W rezerwacie przyrody Imielty Ług, tuż przy stawach, biegnie leśna droga. Dzisiaj ta droga stanowi granicę województw lubelskiego i podkarpackiego, ale również ponad 100 lat temu stanowiła granicę zaborów: rosyjskiego i austriackiego.
Ludzie, którzy pamiętają jeszcze pozostałości strażnic przygranicznych w tym miejscu postanowili to historyczne miejsce upamiętnić. Postawiono replikę słupów granicznych i kamień z tablicą. Na tablicy znalazła się mapa przebiegu granicy zaborów i napis:
Pamiętamy,
ta droga, od 1772 r., od pierwszego rozbioru Polski stanowiła granicę między Rzeczpospolitą i Austrią, po trzecim rozbiorze Polski stała się granicą między państwami zaborczymi carską Rosją i Cesarstwem Austro-Węgierskim. Przez 146 lat, do 1918 r. dzieliła Polaków i Polską Ziemię. Tu stały słupy graniczne i wieże wartownicze.
W 100 rocznicę odzyskania niepodległości przez Polskę.
Z inicjatywy Jastkowskiego Stowarzyszenia Historyczno-Kulturalnego „Dziedzictwo i Pamięć”.
Fundatorzy: Gmina Pysznica, Powiat Stalowowolski, Nadleśnictwo Janów Lubelski, Rodzina Koczwarów z Jastkowic.
Wrzesień 2018 r.
W tym artykule jest opisana geneza powstania tego pomnika:
http://www.sztafeta.pl/na-szlaku-upamietnien/
Zbigniew Koczwara, jeden z nielicznych mieszkańców wyludnionych Kochan, jest przewodnikiem po tych leśnych zakamarkach.
– Jeszcze chodziłem do podstawówki, gdy z bratem Henrykiem, to był sierpień, lata 60., chodziliśmy na żurawiny, daleko w las, aż pod bagna Imieltego Ługu. Wtedy w ten rejon wybierali się nieliczni ludzie, po żurawiny i na grzyby – wspomina Koczwara.
Wtedy zobaczył resztki zmurszałego rosyjskiego słupa granicznego i pozostałe części wieży wartowniczej. Pokazywał z bratem innym ludziom ten nieznany zakątek. – W szkole nie mówiło się o tym, że niedaleko Jastkowic przebiegała granica austriacko-rosyjska, nawet na lekcji historii. Dla mnie było to dziwne, ale tak było – mówi Zbigniew Koczwara.

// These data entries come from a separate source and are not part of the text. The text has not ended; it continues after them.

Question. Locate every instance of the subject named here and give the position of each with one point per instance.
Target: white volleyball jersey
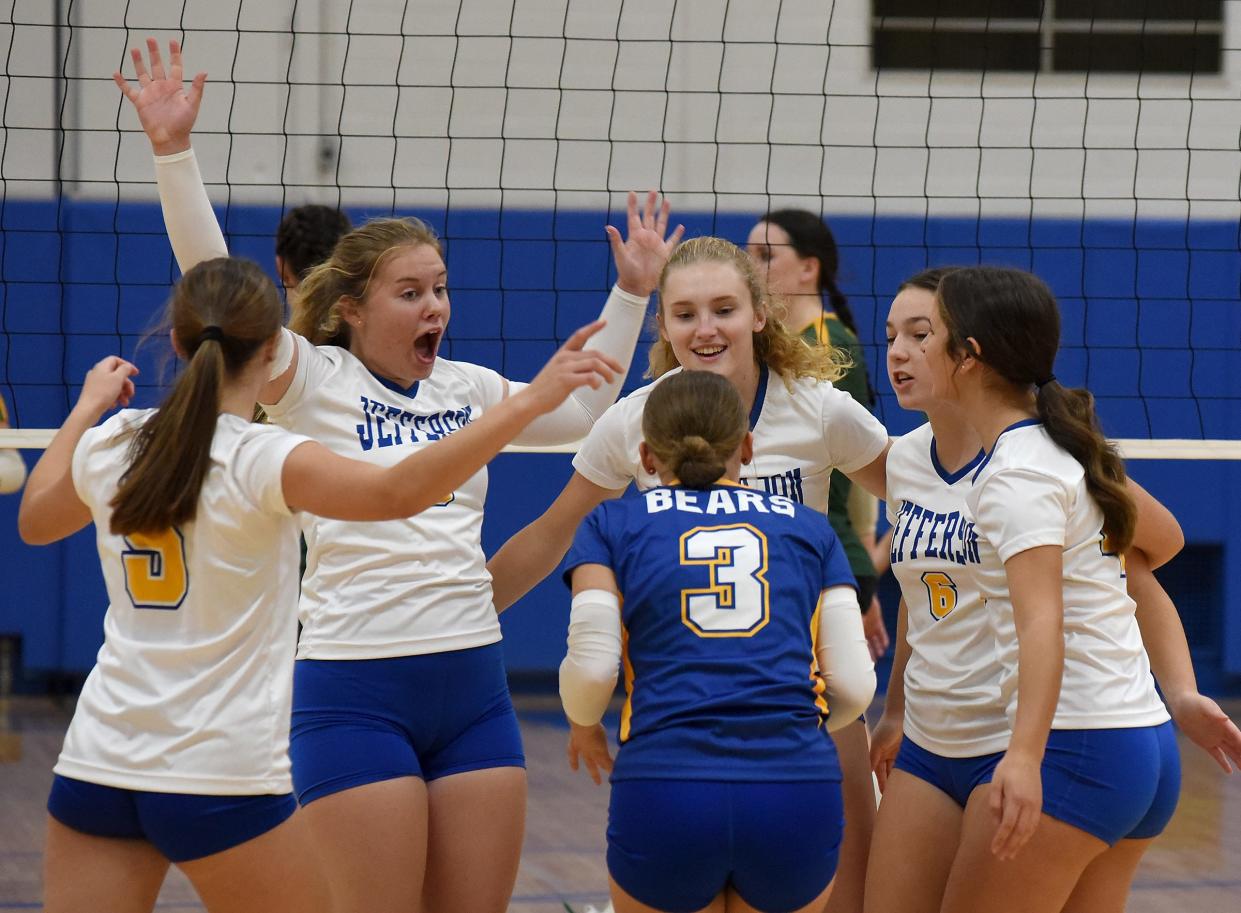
(192, 686)
(1030, 493)
(394, 587)
(801, 436)
(952, 697)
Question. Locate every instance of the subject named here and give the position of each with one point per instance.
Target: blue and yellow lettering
(947, 545)
(751, 500)
(931, 551)
(688, 501)
(912, 514)
(365, 431)
(917, 536)
(783, 505)
(658, 500)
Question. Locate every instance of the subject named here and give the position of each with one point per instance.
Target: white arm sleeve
(188, 215)
(588, 674)
(13, 472)
(844, 659)
(572, 418)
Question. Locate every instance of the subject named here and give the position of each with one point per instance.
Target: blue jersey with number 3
(720, 613)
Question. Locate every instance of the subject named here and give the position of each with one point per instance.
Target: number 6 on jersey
(736, 603)
(156, 576)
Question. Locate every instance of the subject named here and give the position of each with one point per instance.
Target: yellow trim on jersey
(725, 593)
(820, 686)
(627, 707)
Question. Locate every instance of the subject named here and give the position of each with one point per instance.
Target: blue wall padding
(81, 280)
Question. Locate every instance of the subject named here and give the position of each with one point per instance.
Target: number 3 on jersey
(942, 593)
(156, 573)
(736, 603)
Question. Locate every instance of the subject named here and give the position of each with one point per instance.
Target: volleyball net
(1097, 146)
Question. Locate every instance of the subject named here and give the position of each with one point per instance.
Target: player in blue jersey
(741, 643)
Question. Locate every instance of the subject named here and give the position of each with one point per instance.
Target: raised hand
(108, 385)
(640, 257)
(165, 109)
(572, 366)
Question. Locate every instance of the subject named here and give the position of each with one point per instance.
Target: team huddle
(374, 762)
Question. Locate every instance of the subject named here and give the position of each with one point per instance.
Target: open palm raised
(165, 109)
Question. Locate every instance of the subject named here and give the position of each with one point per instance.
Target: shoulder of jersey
(915, 443)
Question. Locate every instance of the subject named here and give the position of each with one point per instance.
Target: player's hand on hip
(588, 744)
(642, 254)
(165, 109)
(572, 366)
(885, 742)
(1016, 800)
(108, 385)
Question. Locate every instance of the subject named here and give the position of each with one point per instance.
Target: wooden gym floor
(1195, 866)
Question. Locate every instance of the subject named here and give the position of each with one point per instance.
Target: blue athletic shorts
(430, 716)
(675, 845)
(180, 826)
(956, 777)
(1116, 784)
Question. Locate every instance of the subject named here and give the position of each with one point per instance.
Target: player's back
(720, 593)
(191, 685)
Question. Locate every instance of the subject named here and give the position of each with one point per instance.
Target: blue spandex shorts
(181, 826)
(430, 716)
(1117, 784)
(675, 845)
(956, 777)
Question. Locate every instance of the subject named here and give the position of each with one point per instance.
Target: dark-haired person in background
(305, 238)
(724, 770)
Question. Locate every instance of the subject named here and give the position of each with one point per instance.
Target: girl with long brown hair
(178, 751)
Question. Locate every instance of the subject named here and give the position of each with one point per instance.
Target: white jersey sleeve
(1030, 493)
(608, 457)
(854, 437)
(189, 218)
(1041, 519)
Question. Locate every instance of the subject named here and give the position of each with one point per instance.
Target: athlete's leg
(276, 872)
(853, 746)
(1103, 887)
(623, 903)
(371, 842)
(87, 872)
(477, 821)
(916, 835)
(735, 904)
(1038, 881)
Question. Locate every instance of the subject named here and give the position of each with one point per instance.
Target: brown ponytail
(694, 422)
(1015, 320)
(221, 311)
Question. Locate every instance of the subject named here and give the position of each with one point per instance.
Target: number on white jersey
(736, 603)
(942, 593)
(156, 573)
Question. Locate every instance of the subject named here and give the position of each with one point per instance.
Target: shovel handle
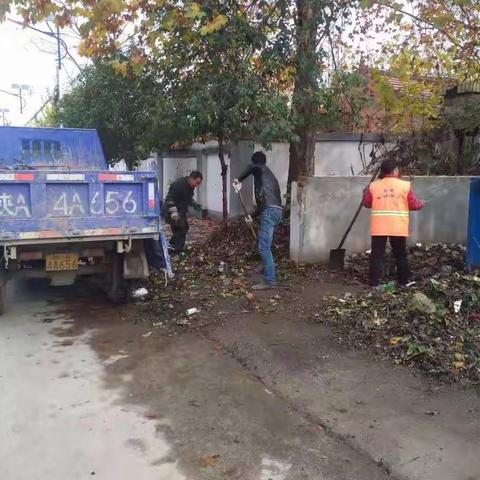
(357, 213)
(245, 211)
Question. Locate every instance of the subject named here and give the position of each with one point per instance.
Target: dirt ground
(250, 390)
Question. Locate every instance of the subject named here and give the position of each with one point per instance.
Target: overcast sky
(25, 59)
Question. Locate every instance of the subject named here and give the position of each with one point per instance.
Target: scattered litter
(457, 305)
(209, 461)
(434, 325)
(140, 293)
(222, 267)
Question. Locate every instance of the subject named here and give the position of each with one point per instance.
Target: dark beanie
(259, 157)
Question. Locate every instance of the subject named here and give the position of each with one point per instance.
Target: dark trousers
(399, 249)
(179, 233)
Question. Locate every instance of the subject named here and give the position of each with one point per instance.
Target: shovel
(245, 211)
(337, 256)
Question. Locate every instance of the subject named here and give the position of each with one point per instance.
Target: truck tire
(116, 286)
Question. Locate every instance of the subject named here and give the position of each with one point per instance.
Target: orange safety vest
(390, 210)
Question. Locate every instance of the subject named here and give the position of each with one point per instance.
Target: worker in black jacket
(179, 198)
(269, 209)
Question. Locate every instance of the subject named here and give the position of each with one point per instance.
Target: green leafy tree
(116, 105)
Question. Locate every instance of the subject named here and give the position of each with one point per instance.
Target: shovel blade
(337, 259)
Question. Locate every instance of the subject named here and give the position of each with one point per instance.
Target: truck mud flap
(135, 265)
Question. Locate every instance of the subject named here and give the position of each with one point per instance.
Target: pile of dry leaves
(210, 277)
(433, 325)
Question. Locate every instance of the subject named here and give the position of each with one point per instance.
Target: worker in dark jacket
(179, 198)
(390, 200)
(269, 208)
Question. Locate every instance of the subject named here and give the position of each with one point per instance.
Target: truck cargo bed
(49, 206)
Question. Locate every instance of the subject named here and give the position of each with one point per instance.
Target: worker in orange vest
(390, 200)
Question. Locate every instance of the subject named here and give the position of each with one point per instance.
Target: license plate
(61, 261)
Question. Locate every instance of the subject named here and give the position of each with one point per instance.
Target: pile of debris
(425, 261)
(209, 277)
(433, 325)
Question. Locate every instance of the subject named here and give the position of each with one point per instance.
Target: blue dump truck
(64, 214)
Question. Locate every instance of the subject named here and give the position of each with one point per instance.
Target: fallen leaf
(210, 461)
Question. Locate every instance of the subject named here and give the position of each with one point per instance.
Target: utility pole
(21, 88)
(56, 97)
(3, 111)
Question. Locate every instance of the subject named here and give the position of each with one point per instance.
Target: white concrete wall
(322, 208)
(174, 168)
(213, 183)
(332, 158)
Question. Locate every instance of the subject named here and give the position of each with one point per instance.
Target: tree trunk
(224, 171)
(302, 149)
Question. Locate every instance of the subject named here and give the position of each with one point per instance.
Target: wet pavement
(86, 394)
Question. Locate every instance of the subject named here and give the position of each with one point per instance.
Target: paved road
(86, 394)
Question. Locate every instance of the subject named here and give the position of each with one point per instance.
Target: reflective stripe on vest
(390, 213)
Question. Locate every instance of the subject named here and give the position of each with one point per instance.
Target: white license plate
(58, 262)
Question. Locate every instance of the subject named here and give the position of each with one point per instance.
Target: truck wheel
(3, 294)
(116, 285)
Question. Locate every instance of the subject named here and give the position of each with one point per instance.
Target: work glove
(237, 185)
(173, 214)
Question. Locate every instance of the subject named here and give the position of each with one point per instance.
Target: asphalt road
(86, 394)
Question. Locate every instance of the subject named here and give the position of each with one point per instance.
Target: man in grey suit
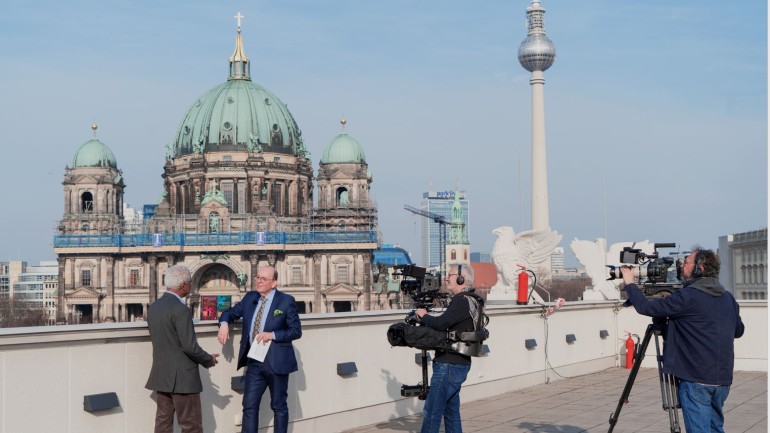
(175, 357)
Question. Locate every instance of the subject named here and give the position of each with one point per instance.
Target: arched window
(214, 222)
(343, 197)
(86, 202)
(743, 274)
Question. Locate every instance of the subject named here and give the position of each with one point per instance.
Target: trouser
(260, 377)
(187, 408)
(702, 406)
(444, 398)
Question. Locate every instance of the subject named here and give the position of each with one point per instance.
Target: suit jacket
(282, 320)
(175, 350)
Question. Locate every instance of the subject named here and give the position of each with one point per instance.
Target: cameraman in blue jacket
(450, 369)
(703, 322)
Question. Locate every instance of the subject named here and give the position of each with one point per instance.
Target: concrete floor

W końcu lat 60. te relikty dawnych zaborowych czasów zniknęły. Mało kto o nich pamiętał, mało kto o nich wspominał.
[Fragment]
Kesz to mały klipsiak pod sosną. (Skrzynka leży na terenie należącym do wsi Gwizdów w województwie lubelskim).
Zawsze zajrzyj na ostatnią stronę logbooka, możesz tam znaleźć wpisaną słownie cyfrę. Zanotuj ją. Przyda się później na zakończenie geościeżki.